When Charon Spinks and her husband, Tim, got married in 1962, he asked her to promise that if they ever had children, they wouldn’t hand down to them what they had learned and experienced at St. George’s Indian Residential School in Lytton, B.C.
“It took me a long time to grasp what he was getting at,” said Spinks, an elder from the Interior Coast Salish in Lytton, B.C., and a parishioner at St. Mary’s and St. Paul’s Anglican Church. “He knew what he was doing-getting rid of all the discomfort and hatred of supervisors” at the school, where numerous abuses have been documented and taken to court.
Her husband’s words came back to her when Spinks became a guidance counsellor at her children’s school, and later, a family violence worker for Child and Family Services. “Everything went back to the residential school. It just wouldn’t stop,” she said in an interview with the Anglican Journal.
In 1979, Spinks’s husband died and she stepped back from “the helping field” to become the sole breadwinner in the family. In 2001, she applied to become regional co-ordinator for the Residential School Survivors Society in Vancouver, where she still works to help former students heal from the effects of the schools.
Spinks said she was motivated to follow this path because her husband had always encouraged her to pursue her own healing journey and to involve her friends.
“There were four of us and two [are now gone]. One OD’d [overdose of a substance] and one passed away from alcoholism,” she said.
The wisdom of her grandfather, Willy Monroe, was another motivating factor, said Spinks. “He always said, ‘We’re here to help another human being. It doesn’t matter who it is, be open to help them,'” she said.
Working with survivors has proved to be a blessing, said Spinks. It wasn’t until she underwent training to help survivors overcome schools-related trauma that she was able to deal with her own pain at having been sent to residential school, and later, dealing with the loss of loved ones. “It really helped me understand grief-with me being taken away from my grandparents and the grief of losing them. And also, of losing my husband and my oldest son,” she said.
Part of her work involved accompanying survivors to residential school hearings and adjudication processes, and Spinks acknowledged that when she was starting out, it was tough. She found it difficult to hear stories about being reprimanded by school supervisors without recalling her own experience at the school, which she attended for nine years, starting at age 6. She still bears physical scars from being hit in the head.
Helping survivors let go of their hurts is also difficult work, Spinks said. “There’s still a lot of anger,” she said, adding that part of her job involves helping them to identify the most hurtful issue they’re dealing with. “Oftentimes it all boils down to one or two people that hurt them,” she said. Building trust takes time. “You can’t just do it in one sitting,” she said. “I know a couple of cases where the anger is overwhelming and they’re not here anymore. They’ve turned to drugs or alcohol.”

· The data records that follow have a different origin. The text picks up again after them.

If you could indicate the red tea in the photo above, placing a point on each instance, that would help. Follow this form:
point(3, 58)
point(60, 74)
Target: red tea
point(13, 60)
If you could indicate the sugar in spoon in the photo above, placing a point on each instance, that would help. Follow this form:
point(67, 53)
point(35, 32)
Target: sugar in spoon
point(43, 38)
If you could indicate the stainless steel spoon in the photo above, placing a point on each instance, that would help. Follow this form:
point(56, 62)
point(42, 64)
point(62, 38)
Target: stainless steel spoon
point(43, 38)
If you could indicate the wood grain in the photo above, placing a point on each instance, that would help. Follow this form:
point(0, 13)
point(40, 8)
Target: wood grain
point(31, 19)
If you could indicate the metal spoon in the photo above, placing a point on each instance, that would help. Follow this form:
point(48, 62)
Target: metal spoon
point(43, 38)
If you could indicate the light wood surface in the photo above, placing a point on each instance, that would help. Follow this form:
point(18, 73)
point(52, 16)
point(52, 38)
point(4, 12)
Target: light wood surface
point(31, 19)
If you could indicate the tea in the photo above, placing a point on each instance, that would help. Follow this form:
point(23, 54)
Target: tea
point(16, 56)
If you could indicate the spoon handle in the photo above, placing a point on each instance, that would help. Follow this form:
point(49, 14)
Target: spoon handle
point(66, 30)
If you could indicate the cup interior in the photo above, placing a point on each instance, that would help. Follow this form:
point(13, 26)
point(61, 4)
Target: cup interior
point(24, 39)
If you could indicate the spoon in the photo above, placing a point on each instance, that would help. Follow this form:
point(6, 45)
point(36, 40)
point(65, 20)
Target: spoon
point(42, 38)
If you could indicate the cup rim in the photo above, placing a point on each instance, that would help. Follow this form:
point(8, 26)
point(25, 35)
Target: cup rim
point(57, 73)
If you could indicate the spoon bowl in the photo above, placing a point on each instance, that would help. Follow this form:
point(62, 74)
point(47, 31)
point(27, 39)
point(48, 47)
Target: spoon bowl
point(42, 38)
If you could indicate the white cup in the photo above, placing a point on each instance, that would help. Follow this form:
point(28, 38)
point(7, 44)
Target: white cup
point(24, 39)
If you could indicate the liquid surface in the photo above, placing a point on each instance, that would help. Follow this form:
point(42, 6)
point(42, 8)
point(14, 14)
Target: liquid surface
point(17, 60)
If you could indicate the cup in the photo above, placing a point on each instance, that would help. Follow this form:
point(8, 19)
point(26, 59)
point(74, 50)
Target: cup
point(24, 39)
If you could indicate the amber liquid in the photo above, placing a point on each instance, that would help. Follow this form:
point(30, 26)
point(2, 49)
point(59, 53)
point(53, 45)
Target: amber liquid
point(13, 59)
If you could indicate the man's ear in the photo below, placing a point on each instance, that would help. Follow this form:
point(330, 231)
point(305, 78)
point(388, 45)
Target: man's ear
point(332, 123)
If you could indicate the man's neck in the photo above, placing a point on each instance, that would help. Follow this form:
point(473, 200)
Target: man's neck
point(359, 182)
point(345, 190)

Spinks said she eventually learned how to practise detachment and to follow the advice to practise self-care after attending sessions with survivors. “We weren’t allowed to just go home and wash clothes…Massage [therapy] was one of the things I did for my self-care.”

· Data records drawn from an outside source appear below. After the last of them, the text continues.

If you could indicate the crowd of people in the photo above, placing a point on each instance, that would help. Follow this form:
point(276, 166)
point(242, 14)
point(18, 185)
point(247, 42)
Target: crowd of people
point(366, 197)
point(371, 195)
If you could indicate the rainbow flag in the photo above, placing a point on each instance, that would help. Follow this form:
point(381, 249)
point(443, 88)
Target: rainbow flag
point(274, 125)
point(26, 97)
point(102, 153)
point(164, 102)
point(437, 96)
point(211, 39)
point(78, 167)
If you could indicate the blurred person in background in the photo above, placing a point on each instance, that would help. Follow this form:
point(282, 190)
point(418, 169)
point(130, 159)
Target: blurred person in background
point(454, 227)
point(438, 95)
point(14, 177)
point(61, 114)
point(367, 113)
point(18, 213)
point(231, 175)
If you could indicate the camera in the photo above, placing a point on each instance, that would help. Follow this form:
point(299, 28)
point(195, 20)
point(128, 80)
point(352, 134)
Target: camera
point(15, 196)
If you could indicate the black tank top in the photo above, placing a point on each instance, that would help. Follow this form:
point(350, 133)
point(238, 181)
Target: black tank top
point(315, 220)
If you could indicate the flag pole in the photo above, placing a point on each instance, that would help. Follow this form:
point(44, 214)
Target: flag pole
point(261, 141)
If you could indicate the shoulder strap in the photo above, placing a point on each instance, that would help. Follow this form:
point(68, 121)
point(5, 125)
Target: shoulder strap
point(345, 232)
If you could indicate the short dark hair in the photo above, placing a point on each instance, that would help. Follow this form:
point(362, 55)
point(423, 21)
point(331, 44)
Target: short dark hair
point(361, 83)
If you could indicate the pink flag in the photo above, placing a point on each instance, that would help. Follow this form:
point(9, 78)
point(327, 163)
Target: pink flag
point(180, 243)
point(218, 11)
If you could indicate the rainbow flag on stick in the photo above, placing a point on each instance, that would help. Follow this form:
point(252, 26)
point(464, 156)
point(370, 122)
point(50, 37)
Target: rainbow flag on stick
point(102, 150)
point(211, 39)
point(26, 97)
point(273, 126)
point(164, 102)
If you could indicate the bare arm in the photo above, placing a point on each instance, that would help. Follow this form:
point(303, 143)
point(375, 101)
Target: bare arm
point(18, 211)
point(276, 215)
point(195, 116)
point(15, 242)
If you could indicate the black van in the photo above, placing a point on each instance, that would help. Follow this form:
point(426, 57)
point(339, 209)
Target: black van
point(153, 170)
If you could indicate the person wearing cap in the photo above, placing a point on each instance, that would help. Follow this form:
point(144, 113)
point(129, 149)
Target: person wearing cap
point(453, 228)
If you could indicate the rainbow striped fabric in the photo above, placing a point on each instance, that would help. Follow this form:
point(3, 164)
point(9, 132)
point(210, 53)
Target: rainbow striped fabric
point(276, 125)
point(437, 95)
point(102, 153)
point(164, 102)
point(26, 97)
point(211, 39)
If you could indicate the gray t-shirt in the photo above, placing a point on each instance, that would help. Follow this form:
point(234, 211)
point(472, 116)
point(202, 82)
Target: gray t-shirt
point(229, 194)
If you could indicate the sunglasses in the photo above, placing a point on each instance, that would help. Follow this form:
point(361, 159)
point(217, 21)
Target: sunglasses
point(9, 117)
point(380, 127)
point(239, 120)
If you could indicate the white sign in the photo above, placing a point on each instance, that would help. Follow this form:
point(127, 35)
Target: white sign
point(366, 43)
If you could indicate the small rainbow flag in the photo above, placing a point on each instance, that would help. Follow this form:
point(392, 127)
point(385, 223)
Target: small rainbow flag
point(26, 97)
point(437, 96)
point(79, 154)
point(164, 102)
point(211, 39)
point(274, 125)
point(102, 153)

During the Truth and Reconciliation Commission’s B.C. National Event, Spinks was active behind the scenes-as one of the health support workers. But in one event, she took centre stage, along with Archbishop John Privett, bishop of the diocese of Kootenay and metropolitan (senior bishop) of the ecclesiastical province of British Columbia, in presenting the Anglican Church of Canada’s “expressions of reconciliation.”
Despite what happened to her at St. George’s, Spinks said she considers the church her resting place. “I rest and I re-energize through St. Mary and St. Paul’s…I find that I need a staff to hang onto and the church is one,” she said. Spinks is also active with the church’s national indigenous ministry, and has taken part in Sacred Circle gatherings.
Spinks cited the influence of her mother, who worked as a pastoral leader in church and had enormous respect for bishops and priests. “My mother believed in the church so much.”
When she was at the school, where she experienced being slapped in the face by an Anglican minister who was also the supervisor, Spinks said she felt confused by what they were being taught. “I’m reading this part that said, ‘Jesus loves all children,’ and yet these things are happening to me,’ ” she said.
Spinks said that later in life, she was able to somehow make a distinction between what had happened to her in the school and the church as a whole. During Christmas and Easter, she would go with her mother to a downtown church, and Spinks said she always felt at peace there. “There was a relaxation. There was no anger.”